Domingo, Febrero 12, 2017 | Autor: Yefferson Ospina / Periodista de Gaceta
Después de las 5:00 p.m. (aunque de cuando en cuando ocurre antes o un poco después), la brisa empieza a descender desde el occidente, serena como un viento melancólico.
Se filtra entre las casas viejas de tejas de arcilla y las grandes puertas de madera que conducen a patios poblados de enredaderas y árboles de mangos. Y golpea los rostros y los cuerpos de los hombres y las mujeres que se sientan sobre mecedoras de mimbre o guadua a ver el oro rojizo de la tarde moribunda. Y golpea a los niños que corren en las calles empinadas. Y revuelca el cabello de la mujer que vende chontaduros, y de la otra que vende empanadas, y de los extranjeros rubios que se sientan en cualquier esquina a sentirla a ella, la brisa, como un viento melancólico.

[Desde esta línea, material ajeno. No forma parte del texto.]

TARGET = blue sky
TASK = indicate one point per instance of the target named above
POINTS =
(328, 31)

Sin duda, esa misma brisa la sintieron esos hombres y mujeres que llegaron a Cali a principios del siglo pasado, acosados por la Guerra de los Mil Días: esos primeros desplazados que se instalaron en las montañas, al pie de la iglesia, y construyeron casas de guadua y paja y techos de lata. Casas a cuyas paredes luego añadieron bahareque y tejas de arcilla y puertas de madera, para después construir caminos empedrados que condujeran hasta la casa de Dios. Y después llamaron a todo eso, a la brisa, a las casas campesinas de patios generosos, a las calles empedradas en el dorso de la colina, a todo eso, de una vez y para siempre, San Antonio.